Welcome to our dedicated page for Duke Energy SEC filings (Ticker: DUK), a comprehensive resource for investors and traders seeking official regulatory documents including 10-K annual reports, 10-Q quarterly earnings, 8-K material events, and insider trading forms.
Duke Energy Corporation filings document the regulatory record of a Delaware energy holding company with electric and natural gas utility subsidiaries. Disclosures cover material events, operating and financial results, governance matters, shareholder voting, annual meeting proxy materials, and capital-structure matters tied to its regulated utility business.

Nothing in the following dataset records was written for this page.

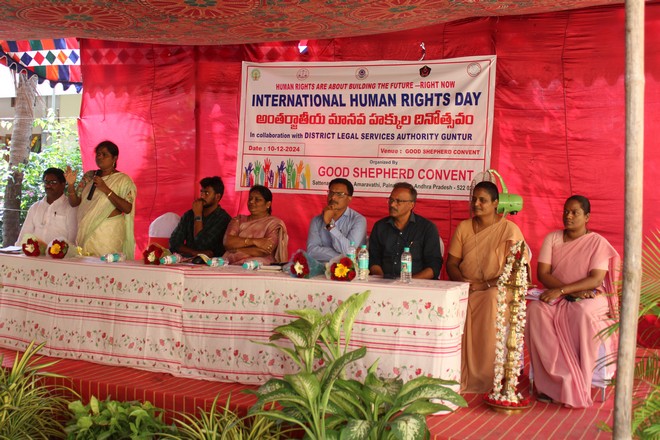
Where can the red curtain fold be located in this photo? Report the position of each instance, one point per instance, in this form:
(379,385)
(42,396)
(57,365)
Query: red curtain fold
(558,126)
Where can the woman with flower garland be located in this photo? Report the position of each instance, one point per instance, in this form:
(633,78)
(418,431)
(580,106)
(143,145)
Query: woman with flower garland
(477,254)
(578,268)
(259,236)
(105,200)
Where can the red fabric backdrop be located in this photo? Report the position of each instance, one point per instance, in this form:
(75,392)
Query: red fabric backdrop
(558,128)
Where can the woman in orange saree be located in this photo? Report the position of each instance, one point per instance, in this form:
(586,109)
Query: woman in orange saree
(259,236)
(477,254)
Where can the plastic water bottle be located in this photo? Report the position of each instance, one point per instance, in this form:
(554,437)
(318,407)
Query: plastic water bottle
(171,259)
(350,253)
(252,265)
(406,265)
(113,258)
(363,263)
(216,262)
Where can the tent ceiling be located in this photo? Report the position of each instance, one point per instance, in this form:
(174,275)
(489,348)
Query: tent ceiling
(217,22)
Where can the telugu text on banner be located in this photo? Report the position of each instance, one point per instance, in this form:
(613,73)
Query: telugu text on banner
(374,123)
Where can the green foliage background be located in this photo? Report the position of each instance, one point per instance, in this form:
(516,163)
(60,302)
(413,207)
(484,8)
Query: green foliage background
(60,148)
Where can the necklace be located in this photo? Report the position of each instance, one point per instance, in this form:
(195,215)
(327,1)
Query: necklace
(568,238)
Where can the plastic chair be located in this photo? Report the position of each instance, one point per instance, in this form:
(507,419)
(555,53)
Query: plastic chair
(161,228)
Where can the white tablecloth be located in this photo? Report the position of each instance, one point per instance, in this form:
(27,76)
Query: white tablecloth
(198,321)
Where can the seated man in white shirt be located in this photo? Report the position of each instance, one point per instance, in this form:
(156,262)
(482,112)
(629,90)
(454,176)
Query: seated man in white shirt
(332,231)
(51,217)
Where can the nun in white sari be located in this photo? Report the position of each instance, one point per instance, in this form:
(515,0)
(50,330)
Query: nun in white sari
(105,220)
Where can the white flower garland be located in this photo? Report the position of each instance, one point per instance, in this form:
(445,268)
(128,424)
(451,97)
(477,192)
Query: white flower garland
(519,285)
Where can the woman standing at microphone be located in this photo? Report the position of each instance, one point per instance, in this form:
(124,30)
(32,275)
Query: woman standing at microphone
(105,198)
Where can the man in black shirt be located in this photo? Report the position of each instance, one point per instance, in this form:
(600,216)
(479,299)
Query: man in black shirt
(202,228)
(404,228)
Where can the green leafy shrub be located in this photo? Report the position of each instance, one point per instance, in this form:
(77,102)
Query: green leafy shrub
(223,423)
(110,419)
(31,409)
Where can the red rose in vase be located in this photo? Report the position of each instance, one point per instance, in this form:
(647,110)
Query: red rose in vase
(58,249)
(152,254)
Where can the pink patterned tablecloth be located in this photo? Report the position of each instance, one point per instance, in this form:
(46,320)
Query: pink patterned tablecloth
(197,321)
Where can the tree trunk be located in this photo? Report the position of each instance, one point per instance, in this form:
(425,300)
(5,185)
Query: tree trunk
(19,151)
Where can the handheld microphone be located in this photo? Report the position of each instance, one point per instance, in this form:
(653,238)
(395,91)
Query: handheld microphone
(93,188)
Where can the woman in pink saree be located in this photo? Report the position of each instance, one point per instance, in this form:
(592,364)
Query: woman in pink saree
(578,268)
(477,254)
(258,236)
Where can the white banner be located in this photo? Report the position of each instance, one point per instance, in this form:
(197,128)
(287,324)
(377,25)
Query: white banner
(375,123)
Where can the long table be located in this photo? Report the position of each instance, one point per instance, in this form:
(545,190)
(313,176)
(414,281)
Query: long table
(197,321)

The filing record identifies registered securities including DUK common stock, junior subordinated debentures, depositary shares representing Series A preferred stock, and senior notes listed on the New York Stock Exchange. SEC reports also reference major subsidiaries such as Duke Energy Carolinas, Duke Energy Progress, Duke Energy Florida, Duke Energy Ohio, Duke Energy Indiana and Piedmont Natural Gas, along with disclosures on infrastructure investment, generation resources, regulatory matters and risk factors.
Duke Energy and its subsidiary Piedmont Natural Gas completed the sale of Piedmont’s Tennessee natural gas local distribution business to Spire for $2.48 billion in cash, subject to customary purchase price adjustments. The sale closed on March 31, 2026 under a previously disclosed Asset Purchase Agreement.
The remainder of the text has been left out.